By Chris Conway*

The Panama papers leak has put the issue of tax avoidance very much in the public spotlight.

Revelations from the leaked Mossack Fonseca legal documents that individuals such as Prime Minister David Cameron had money sheltered offshore has led many to call for tough action on tax avoidance.

Avoidance or evasion?
The issue has blurred the lines between tax avoidance, which is legal, and tax evasion, which is illegal.

It has created a middle ground where any actions seen as aggressive tax avoidance are likely to be scrutinised by HMRC.

UK politicians have responded by publishing their own tax returns, with Opposition Leader Jeremy Corbyn revealed to have been fined £100 for submitting his a day late.

Mr Cameron’s return drew criticism after his mother gifted him £200,000, despite being a form of legitimate inheritance tax planning.

The government has now said it is planning on introducing rules that would hold companies criminally responsible if their staff facilitate tax evasion.

This could put accountants in particular at risk and throw the spotlight on the way they structure their client’s tax affairs.

Accountants are already responsible under money laundering regulations to ensure individual and company funds are obtained legally.

But it is also important to remember there are perfectly legal ways an accountant can help keep tax bills down without the threat of breaking the law.
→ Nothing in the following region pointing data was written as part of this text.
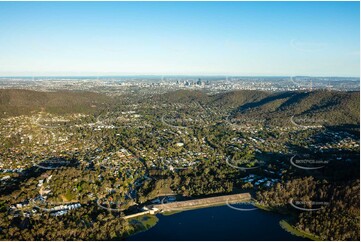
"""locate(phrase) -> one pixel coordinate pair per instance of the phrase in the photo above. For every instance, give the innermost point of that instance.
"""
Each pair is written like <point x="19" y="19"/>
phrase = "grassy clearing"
<point x="142" y="223"/>
<point x="293" y="230"/>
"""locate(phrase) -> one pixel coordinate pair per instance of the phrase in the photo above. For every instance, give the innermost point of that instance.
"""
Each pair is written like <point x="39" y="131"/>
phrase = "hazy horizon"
<point x="180" y="38"/>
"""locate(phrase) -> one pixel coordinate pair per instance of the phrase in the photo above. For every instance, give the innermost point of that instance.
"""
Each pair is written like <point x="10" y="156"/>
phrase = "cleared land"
<point x="203" y="202"/>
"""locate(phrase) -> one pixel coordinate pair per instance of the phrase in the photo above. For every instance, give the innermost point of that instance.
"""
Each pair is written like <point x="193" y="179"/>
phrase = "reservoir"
<point x="217" y="223"/>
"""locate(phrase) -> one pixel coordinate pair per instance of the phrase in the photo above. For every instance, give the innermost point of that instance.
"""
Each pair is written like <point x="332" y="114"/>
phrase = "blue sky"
<point x="202" y="38"/>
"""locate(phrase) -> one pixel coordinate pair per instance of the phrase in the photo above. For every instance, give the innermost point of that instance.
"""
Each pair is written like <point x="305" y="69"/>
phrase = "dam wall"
<point x="202" y="202"/>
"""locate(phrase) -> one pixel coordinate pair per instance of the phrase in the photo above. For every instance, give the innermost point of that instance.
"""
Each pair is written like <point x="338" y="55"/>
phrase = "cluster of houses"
<point x="63" y="209"/>
<point x="255" y="180"/>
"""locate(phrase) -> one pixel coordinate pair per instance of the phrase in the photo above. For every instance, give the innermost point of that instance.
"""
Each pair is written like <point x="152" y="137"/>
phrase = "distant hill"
<point x="227" y="99"/>
<point x="182" y="96"/>
<point x="18" y="102"/>
<point x="322" y="107"/>
<point x="236" y="98"/>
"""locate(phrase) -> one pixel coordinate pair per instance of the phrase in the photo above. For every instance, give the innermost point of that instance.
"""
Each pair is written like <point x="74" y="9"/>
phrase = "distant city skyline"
<point x="180" y="38"/>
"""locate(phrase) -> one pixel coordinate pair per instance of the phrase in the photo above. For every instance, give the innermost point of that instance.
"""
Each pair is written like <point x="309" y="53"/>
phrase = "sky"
<point x="180" y="38"/>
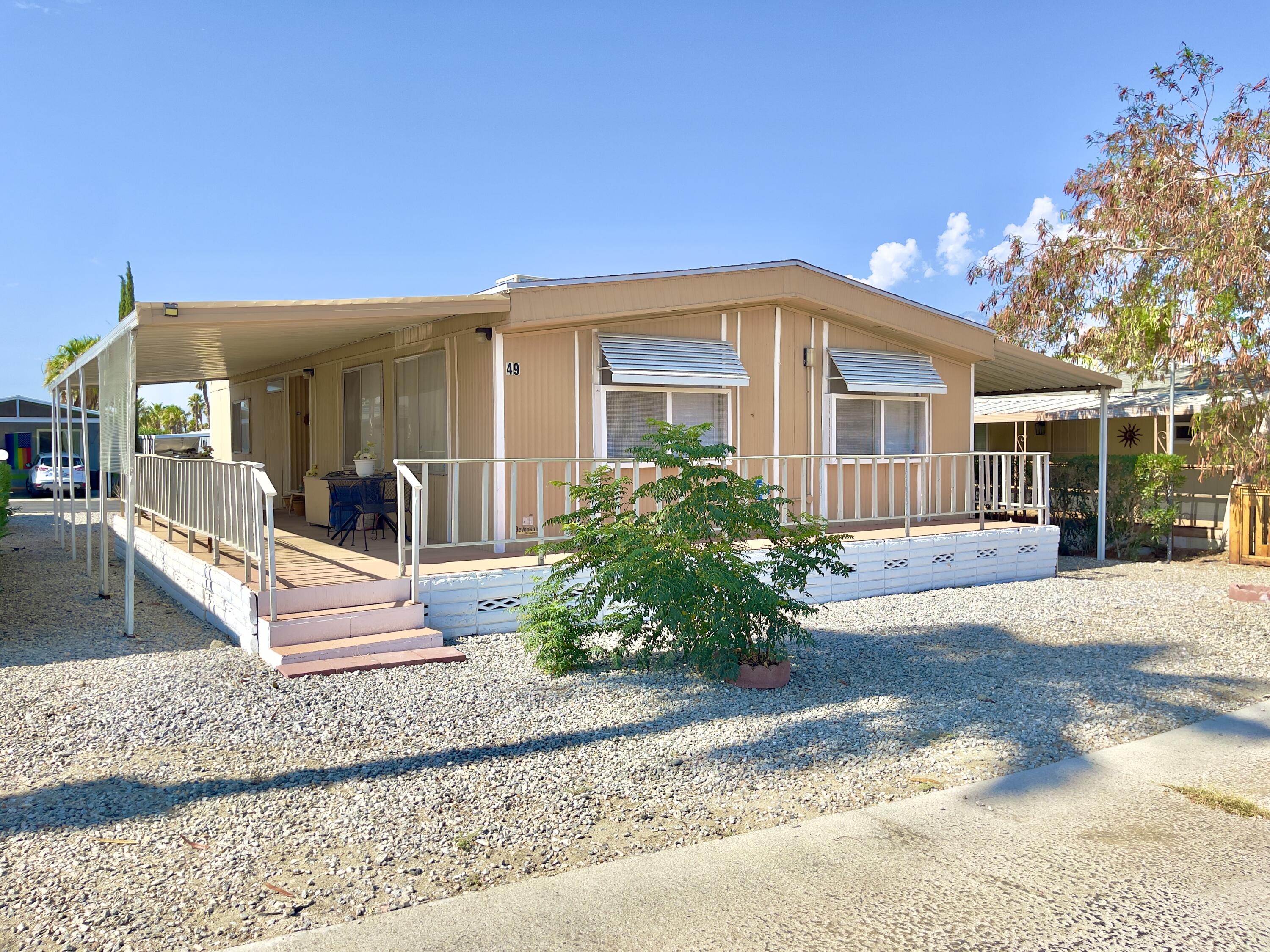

This is known as tax planning and we reveal six legal ways to keep money away from the taxman below.

Sole trader vs incorporation
The way a business is structured has important tax implications.

Acting as a sole trader means an individual has to pay income tax while a company structure would be liable for corporation tax.

Corporation tax is currently 20 per cent and dropping to 17 per cent by 2020, while income tax is set at 20 per cent for the basic rate and 40 per cent for higher rate taxpayers.

Therefore, if someone is on the higher rate tax band it is perfectly legal to consider setting up a company so they would pay a lower tax rate.

Income tax and dividends
Business owners want to maximise profits and reduce their tax bill as much as possible.

Having a wife or husband as a shareholder or director can help with tax planning as they can distribute the income depending on personal allowances.

The introduction of the new £5,000 dividend allowance in this tax year also makes it worth having a spouse on the books.

Everyone now has a £5,000 dividend allowance before tax starting at 7.5 per cent.

A business owner could reduce their own income tax liability by using both theirs and a spouse’s dividend allowances each year to spread their income.

Capital gains tax
Keeping it in the family can also have a capital gains benefit.

You can currently earn £11,100 from assets before having to pay capital gains tax.

Anything above that will be charged at 10 or 20 per cent depending on whether you are a basic or higher rate taxpayer.

However, with some careful tax planning you could reduce or even legally avoid a CGT bill by transferring assets to your partner.

Technically if you are married you could have a combined CGT allowance of £22,200 before needing to pay anything.

Transferring or gifting assets between a husband and wife is tax-free. So you could make use of whoever has the lowest tax rate or if one of the partner’s is yet to use their full allowance.

Entrepreneurs’ relief
Business owners can get a reduced capital gains tax rate of 10 per cent when selling all or part of a company if they own more than 5 per cent.

It is available for up to £10million in lifetime gains.

The relief has also now been extended where disposals are made to family members.

If company directors find they are using up their personal and dividend allowance, one handy way of reducing their tax bill is by making pension contributions.

They can use retained profits in a company and contribute directly into a pension, which reduces their corporation tax charge as there is less money left in the business.

The director wouldn’t be able to access the pension funds until age-55 but they will get tax relief meaning you effectively make contributions from pre-tax income.

So if a basic-rate taxpayer pays in £80, the government will top-up that contribution to £100 due to the 20 per cent relief while the higher rate taxpayer would only need to contribute £60 to get to £100.

There are limits on how much can be put into a pension each year. The current annual allowance is £40,000 a year and there is a lifetime allowance of £1million

From coffee meetings to business travel, there are several items of company expenditure you can claim for that will reduce your tax bill.

Business owners also have an annual investment allowance of £200,000 for items such as computers and printers.

You can offset any of this spending against your tax bill. So if your profits were £100,000 one year but you spent £20,000 on equipment, you would only pay tax on £80,000.

You have to be careful what you claim for. For example, a driver claiming for mileage is a legitimate expense but if you chose to buy a car through the company and it was also used personally then it would become a taxable benefit.

If you do still chose to have a company car for personal use then the tax you owe will be based on the car’s value and its CO2 emissions. This makes it worth considering low emission vehicles or electric cars as they will have the lowest charge at 7 per cent for petrol and 10 per cent for diesel. The higher-polluting cars have charges of 37 per cent.